Pinecone — create an account, get an API key, and you’re inserting vectors in 5 minutes. Weaviate requires Docker setup or WCS account creation, plus schema definition. For a quick RAG prototype, Pinecone’s friction-free setup wins.
Can I migrate from Pinecone to Weaviate later?
Yes, but it requires re-inserting all your data (re-embedding if you change models). Plan your data schema carefully upfront. If you might need hybrid search or self-hosting in the future, Weaviate from the start saves migration effort.
Which integrates better with LangChain and LlamaIndex?
Both have first-class integrations with LangChain (langchain-pinecone, langchain-weaviate) and LlamaIndex (llama-index-vector-stores-pinecone, llama-index-vector-stores-weaviate).
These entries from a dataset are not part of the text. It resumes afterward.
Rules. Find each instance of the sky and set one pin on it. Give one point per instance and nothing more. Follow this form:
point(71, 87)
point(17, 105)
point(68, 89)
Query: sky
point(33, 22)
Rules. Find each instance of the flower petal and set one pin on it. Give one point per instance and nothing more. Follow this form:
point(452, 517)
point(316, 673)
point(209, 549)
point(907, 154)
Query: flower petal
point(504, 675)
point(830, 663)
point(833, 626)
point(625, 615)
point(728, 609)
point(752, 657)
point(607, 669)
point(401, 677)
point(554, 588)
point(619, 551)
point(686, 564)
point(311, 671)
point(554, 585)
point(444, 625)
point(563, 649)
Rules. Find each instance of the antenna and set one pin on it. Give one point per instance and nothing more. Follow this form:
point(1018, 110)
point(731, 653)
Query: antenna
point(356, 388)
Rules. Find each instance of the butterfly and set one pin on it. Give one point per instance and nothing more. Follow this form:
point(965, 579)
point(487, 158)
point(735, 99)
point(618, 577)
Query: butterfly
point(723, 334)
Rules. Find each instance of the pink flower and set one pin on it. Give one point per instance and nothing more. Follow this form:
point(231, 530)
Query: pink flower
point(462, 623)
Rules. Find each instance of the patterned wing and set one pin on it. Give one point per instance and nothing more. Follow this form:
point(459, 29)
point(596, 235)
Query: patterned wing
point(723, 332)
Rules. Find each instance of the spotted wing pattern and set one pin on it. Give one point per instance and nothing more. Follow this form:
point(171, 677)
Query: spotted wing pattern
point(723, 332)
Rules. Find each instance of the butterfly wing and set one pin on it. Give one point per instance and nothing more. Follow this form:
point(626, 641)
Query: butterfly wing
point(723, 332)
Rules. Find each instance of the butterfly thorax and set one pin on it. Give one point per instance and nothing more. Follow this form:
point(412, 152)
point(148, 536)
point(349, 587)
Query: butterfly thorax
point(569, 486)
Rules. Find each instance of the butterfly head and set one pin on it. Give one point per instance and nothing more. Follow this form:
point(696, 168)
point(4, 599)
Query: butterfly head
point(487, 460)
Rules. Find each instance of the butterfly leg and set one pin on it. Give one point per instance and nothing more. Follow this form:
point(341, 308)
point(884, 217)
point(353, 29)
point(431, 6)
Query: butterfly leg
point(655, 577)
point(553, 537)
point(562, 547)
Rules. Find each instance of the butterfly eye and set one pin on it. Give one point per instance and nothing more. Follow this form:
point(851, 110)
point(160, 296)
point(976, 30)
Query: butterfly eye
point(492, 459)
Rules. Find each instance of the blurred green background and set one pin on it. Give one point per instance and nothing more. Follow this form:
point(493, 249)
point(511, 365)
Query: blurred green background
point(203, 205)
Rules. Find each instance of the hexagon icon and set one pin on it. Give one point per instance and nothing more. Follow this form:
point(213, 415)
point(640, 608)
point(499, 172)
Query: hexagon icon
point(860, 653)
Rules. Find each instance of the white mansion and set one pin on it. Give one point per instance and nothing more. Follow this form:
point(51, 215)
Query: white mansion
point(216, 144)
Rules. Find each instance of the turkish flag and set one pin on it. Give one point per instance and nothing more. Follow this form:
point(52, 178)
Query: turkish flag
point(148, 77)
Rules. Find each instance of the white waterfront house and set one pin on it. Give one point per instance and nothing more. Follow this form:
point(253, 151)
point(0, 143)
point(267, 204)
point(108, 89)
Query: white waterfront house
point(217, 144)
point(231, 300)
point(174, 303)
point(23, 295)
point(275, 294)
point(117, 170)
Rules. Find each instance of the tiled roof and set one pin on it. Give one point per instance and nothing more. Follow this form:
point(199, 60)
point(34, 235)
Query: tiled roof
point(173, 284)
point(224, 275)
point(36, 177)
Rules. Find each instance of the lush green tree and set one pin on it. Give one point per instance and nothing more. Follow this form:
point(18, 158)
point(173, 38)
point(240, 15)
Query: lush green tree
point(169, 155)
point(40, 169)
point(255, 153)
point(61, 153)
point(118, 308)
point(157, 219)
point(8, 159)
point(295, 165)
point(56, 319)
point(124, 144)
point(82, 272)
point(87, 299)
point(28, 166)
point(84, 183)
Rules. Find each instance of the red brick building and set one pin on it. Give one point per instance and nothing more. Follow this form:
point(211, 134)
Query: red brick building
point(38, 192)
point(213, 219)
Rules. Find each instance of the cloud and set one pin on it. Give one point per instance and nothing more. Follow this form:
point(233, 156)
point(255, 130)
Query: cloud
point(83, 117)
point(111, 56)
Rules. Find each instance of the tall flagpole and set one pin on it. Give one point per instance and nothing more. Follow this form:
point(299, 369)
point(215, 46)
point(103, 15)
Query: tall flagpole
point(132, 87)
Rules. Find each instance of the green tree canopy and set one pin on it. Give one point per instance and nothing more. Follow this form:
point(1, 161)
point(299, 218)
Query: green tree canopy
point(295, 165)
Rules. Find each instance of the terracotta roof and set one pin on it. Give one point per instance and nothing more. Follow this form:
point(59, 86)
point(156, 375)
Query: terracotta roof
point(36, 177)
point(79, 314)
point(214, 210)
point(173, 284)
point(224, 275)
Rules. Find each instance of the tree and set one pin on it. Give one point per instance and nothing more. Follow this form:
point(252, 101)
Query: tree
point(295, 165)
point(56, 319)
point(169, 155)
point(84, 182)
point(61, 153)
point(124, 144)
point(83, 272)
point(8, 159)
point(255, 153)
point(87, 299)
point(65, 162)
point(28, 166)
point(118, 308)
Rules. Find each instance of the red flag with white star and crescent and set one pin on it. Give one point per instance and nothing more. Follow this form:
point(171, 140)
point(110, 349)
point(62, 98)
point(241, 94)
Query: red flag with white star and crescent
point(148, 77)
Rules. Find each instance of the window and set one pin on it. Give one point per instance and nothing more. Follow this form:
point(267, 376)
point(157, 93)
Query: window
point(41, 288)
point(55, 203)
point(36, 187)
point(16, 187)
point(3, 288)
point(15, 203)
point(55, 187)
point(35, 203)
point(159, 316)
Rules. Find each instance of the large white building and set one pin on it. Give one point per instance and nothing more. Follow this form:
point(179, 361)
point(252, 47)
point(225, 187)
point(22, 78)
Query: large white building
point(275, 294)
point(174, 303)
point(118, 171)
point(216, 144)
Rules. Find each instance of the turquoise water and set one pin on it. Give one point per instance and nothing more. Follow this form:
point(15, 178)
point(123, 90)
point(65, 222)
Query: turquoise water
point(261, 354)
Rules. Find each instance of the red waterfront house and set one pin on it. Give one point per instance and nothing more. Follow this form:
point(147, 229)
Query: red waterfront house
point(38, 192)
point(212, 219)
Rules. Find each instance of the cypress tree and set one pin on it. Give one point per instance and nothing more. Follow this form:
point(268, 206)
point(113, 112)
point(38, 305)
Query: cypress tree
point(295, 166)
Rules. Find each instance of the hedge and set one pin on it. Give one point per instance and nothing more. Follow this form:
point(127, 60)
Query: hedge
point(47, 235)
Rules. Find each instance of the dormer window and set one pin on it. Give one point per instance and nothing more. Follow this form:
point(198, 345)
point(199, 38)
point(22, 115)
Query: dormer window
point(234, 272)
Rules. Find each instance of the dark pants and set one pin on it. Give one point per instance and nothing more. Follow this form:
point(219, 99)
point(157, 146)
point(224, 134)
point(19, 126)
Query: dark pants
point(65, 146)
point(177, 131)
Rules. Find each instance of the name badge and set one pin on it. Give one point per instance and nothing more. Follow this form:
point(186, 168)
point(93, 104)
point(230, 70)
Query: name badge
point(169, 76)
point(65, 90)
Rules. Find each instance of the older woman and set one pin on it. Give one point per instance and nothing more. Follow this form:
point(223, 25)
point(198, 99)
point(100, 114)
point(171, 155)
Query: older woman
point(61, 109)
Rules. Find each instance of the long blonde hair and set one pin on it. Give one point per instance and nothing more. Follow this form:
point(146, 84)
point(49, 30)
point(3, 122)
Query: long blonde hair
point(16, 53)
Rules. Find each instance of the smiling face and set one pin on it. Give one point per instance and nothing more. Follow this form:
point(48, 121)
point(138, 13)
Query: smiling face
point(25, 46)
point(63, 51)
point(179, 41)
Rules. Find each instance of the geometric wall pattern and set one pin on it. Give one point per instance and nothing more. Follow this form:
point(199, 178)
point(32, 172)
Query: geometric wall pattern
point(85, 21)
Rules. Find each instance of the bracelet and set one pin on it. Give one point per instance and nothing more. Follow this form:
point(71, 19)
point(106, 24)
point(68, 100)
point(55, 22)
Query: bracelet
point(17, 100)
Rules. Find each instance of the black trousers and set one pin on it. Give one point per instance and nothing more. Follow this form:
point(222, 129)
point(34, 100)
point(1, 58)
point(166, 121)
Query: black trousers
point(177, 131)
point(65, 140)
The integration quality is roughly equal.
Are there other vector databases worth considering?
Yes. pgvector (PostgreSQL extension) is excellent if you’re already on Postgres — no separate infrastructure. Qdrant is a strong open-source alternative to both. Chroma is great for local development and prototyping. Milvus is popular for very large-scale deployments. Pinecone and Weaviate are the most commonly used in production AI applications as of 2025.
Does Weaviate support OpenAI embeddings natively?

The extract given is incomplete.